Романтики устремлялись к драматическим событиям и сильным личностям, но искали их истоки в жизни: "Теперь чудесное, сей великий помощник поэзии, на земле" (П. А. Вяземский)1. Правда, для романтического искусства реальные события были только искрой, воспламеняющей воображение. Воплощение замысла в значительной степени было еще предметом сочинения. Поиски убедительного воплощения неизбежно выводили на путь реализма.
1 (Остафьевский архив. Т. 2. Спб., 1901, с. 171)
Айвазовский, обращаясь к пейзажу-стихии, почти всегда сопоставляет с полным неожиданностей морем человека. Морская стихия во всех его картинах выступает самостоятельно, она воспринимается художником, как сохранившаяся неизменной часть первобытного хаоса. Картина кораблекрушения, о которой художник сообщал Томилову, - одна из первых его картин, выходящих за рамки созерцания морских видов. Может быть, по-новому этот замысел претворился в картине "Девятый вал".
Осенью 1844 года после четырех лет пребывания за границей Айвазовский возвратился на родину. За это время им было написано около пятидесяти больших картин. В их числе "Неаполитанский залив в лунную ночь", "Буря", "Хаос", "Лодка греческих пиратов", "Тишь в Средиземном море", "Остров Капри". Эти картины принесли автору золотую медаль Парижской академии художеств.

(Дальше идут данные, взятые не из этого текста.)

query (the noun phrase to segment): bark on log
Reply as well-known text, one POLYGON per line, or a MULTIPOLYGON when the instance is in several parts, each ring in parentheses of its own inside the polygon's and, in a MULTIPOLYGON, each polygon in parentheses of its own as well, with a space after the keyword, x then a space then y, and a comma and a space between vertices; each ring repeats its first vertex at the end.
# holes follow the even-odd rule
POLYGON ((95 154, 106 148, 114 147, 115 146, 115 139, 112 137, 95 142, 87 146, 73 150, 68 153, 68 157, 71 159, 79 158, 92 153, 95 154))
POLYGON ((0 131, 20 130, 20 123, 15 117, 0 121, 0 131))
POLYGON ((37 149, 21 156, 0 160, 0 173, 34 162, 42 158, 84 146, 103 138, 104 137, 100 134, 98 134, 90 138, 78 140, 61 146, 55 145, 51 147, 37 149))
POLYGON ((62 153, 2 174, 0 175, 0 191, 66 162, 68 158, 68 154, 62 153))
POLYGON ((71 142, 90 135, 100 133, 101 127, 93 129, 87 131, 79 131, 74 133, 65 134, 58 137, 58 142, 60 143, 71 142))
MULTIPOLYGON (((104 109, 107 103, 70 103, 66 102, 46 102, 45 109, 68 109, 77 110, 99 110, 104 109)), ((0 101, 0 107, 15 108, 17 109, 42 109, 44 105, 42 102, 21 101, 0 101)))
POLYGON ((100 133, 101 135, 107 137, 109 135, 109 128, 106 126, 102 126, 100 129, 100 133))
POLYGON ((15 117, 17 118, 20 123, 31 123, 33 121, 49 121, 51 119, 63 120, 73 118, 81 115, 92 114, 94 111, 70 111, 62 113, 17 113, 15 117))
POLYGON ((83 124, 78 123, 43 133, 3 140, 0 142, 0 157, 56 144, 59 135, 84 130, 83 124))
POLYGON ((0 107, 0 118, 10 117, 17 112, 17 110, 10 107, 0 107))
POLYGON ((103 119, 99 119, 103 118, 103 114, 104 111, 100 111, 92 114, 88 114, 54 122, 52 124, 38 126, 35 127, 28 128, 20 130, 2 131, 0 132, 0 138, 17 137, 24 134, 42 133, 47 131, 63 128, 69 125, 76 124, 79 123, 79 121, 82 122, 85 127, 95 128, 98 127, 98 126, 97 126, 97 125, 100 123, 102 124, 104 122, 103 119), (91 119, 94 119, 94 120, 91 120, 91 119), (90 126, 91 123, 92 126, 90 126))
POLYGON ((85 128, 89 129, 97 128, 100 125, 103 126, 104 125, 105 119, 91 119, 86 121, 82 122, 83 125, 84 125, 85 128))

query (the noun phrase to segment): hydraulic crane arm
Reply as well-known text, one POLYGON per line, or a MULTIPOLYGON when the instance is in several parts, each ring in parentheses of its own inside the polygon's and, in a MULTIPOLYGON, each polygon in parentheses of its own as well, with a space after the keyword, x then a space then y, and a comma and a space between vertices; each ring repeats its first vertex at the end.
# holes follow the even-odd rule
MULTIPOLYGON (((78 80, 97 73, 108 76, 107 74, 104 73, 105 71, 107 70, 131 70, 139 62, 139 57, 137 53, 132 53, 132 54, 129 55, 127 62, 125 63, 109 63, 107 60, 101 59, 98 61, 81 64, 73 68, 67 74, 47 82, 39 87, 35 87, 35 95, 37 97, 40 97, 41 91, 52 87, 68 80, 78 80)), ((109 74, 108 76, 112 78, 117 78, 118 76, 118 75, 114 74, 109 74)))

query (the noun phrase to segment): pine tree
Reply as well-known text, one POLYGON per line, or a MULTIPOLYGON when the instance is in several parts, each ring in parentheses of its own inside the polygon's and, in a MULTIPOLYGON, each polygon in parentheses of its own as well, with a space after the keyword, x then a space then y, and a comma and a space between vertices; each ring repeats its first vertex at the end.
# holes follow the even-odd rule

За короткий срок Айвазовский получил европейское признание. В двадцать семь лет он стал членом четырех Академий художеств: петербургской, римской, парижской и амстердамской. По приезде в Россию ему было присвоено звание академика, а через несколько дней он был назначен живописцем Главного морского штаба с правом ношения мундира, но без "производства денежного содержания". По заказу морского ведомства Айвазовский должен был изображать славные деяния российского флота, корабли и морские крепости. Первый заказ требовал изобразить виды крепостей Балтийского моря: Кронштадта, Санкт-Петербурга со входа в Неву, Ревеля со стороны моря, Свеаборга с моря же, Гангута и, как дополнение, мирный Петергофский дворец с фонтанами. Картины эти были выполнены раньше срока и достаточно хорошо, но без вдохновения, поскольку условия заказа ограничивали художника. Крепости должны были выглядеть мощными, с подробным перечислением амбразур и инженерных особенностей, и эта утилитарность задания подчиняла себе художественное и образное решение картин. Одновременно по итальянским впечатлениям Айвазовский написал два романтических полотна - "Неаполитанский залив с группой рыбаков, слушающих импровизатора" и "Лунная ночь в Амальфи с группой бандитов, среди которых Сальватор Роза пишет с натуры окрестный пейзаж" (обе 1845 г.). Если виды крепостей отличает некоторая сухость исполнения, впрочем, вполне объяснимая, то в двух последних работах художник дал волю своему воображению. Герой картины "Лунная ночь в Амальфи с группой бандитов..." - итальянский художник XVII века С. Роза, имя которого овеяно таинственными историями. Всесторонне одаренный человек - живописец, поэт, актер, музыкант, он был автором загадочных картин, будивших воображение. Существует недоказанная, но и неопровергнутая легенда о том, что Роза был связан с разбойниками и сам разбойничал. Эта легенда и вдохновила Айвазовского на создание картины, тем более что и в его времена грабители на больших дорогах не перевелись. Путешествуя по Испании, Айвазовский и сам встретился с разбойниками. Правда, эти разбойники не обирали до нитки путников, а требовали своего рода налог - так было удобнее и путешествующим, и грабителям.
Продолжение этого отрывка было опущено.